前回北軽井沢に来たとき空を仰いで雲の行方を眺めていたら、目についたのが一本の枯れ枝。ベランダの真上にあってベランダと同じ向きに伸びている。見た目なにかおかしい、と思ったのは今年の夏この枝には葉がつかなかったから。枯れているのかどうかは素人目にはわからない、でも、もしこの枝が枯れていて頭上からドサリと落ちたら、下にいる人はただでは済まない。とにかくプロに確かめてもらわないと、どんな事故が起きないとも限らない。
いつも世話になっている工務店の社長が一目見るなり「あ、枯れてる」どうして分かるのと訊くと、ほら途中の皮が剥けて白くなっているでしょう。ああなるともうだめなんですよ。どうしてこのベランダを作るときに気が付かなかったんだろう。悔やんでも仕方がないけれど、仕事を依頼された方は頼まれたことしかしない。そのときに木の状態も確かめておけばよかった。

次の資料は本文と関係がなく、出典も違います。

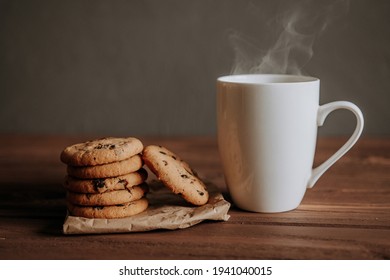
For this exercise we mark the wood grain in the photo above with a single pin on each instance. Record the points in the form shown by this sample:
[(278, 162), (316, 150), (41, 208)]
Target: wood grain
[(345, 216)]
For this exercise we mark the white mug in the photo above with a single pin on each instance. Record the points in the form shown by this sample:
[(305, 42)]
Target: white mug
[(267, 131)]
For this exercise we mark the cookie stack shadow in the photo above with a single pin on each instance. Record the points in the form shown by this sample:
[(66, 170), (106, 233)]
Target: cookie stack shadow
[(105, 178)]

足元が悪く普通のはしごや高所作業車は入らないとなると、クレーンで吊り上げて下ろすしかないという。それも足場の関係上屋根の反対側から屋根の上を通って下ろすという。もしクレーンのワイヤーが緩んだら屋根にドシーン!
ノンちゃんの大切な家は可哀想なことになる。工事が見たいと言ったら社長は返事もしない。好奇心丸出しで現場をウロウロされたら危なくてしかたがない。なるべく留守のうちに終わってしまおうという魂胆が透けて見える。前回も木を切る依頼をして「見積もりを」と言ったのに、正式の契約もしていないのに、さっさと私の留守中に切ってしまった。かんがえていたよりずっと安かったから良かったけれど。

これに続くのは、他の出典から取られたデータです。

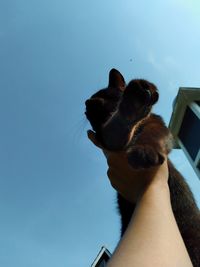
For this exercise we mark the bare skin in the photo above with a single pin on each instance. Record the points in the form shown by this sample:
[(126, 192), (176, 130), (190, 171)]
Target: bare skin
[(152, 237)]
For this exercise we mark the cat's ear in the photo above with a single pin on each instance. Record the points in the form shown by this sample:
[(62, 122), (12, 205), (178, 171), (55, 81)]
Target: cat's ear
[(116, 80)]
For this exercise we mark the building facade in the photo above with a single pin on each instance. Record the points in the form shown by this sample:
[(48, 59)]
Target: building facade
[(185, 124)]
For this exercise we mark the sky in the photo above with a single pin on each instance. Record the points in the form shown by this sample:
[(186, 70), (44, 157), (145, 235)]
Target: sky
[(57, 207)]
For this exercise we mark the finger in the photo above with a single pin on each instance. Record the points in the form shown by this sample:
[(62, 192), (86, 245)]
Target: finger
[(92, 137)]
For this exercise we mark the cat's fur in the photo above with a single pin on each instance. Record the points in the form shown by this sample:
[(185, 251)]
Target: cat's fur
[(121, 117)]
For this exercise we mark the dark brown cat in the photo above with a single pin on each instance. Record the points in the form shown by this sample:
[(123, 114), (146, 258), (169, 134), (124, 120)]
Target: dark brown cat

あれやこれやで森の木の維持はたいそうお金がかかることを初めて知った。相手は生き物、猫でさんざん苦労しているのにまさか木でもこんなに苦労するとは思っても見なかった。だから私は古い穴の空いたシャツで我慢我慢。何十年も前のものを引っ張り出して着ているのだ。
別荘地はもはや人影がない。車も殆ど停まっていない。その中で真っ黄色の車がミノムシのような木の壁の家の前にいると、目立つのなんのって。どうしてこんなに気持ちの良い季節に皆いなくなるのか考えた。今一番きれいな時、紅葉も山も空気も空も。なんでかえってしまうの?
北軽井沢はとにかく寒い。雪が少ない分骨身にしみるような寒さ、それにからっ風が吹こうものなら歯がガチガチいうほど寒い。まもなくその季節がやってくる。あと数日で氷点下になるらしい。水道が凍ってしまうから、水管から水を抜かないと破裂の恐れがある。11月になると業者から水抜きの注文のはがきがくる。私は12月にもまだ来るつもりだから水抜きは頼んでいないけれど、注文書を見ると水道が破裂しては大変という気持ちになるらしい。あっという間に人も車も消えた。どうしてこんなにいい季節に帰ってしまうのかしらねえ、と言ったら社長は「寒いからでしょ」にべもない。
でも今日も昨日も私はシャツ一枚、ダウンのベストを羽織って外にいる。寒さに強いというよりは気温に鈍感というほうがあたっているかも。風呂上がり、湯冷めして歯をガチガチ言わせながらパソコンのゲームがやめられなくて風邪をひくなんてことも。
今夜もベランダで音がする。カチカチと石を打つような音。なんの音かしら。今朝はベランダになにかの木の実が砕けた跡があった。だれか、リスかハクビシンかそこでかじった残骸?どうやらここのベランダは自宅の駐車場のように動物の餌場になっているらしい。そういえば今朝、庭の下を流れる小川のほうへ猫がおりていこうとしていた。最初はうちの猫が出ていったのかと慌てたけれど、少し毛色が薄い。声をかけたら飛び上がって逃げていった。このへんで飼われている猫なのか、それとも避暑客がおいていったものかはわからないけれど、この森でどんな生活をしているのだろうか。
こうして暇を持て余して夜の音に耳を澄ませていると、童話が書けそうな気がしてくる。主人公は避暑地で置き去りにされた猫。白いメス猫、それを守る茶トラの雄猫。さあ、どんなストーリーになるかお楽しみに。なーんちゃって。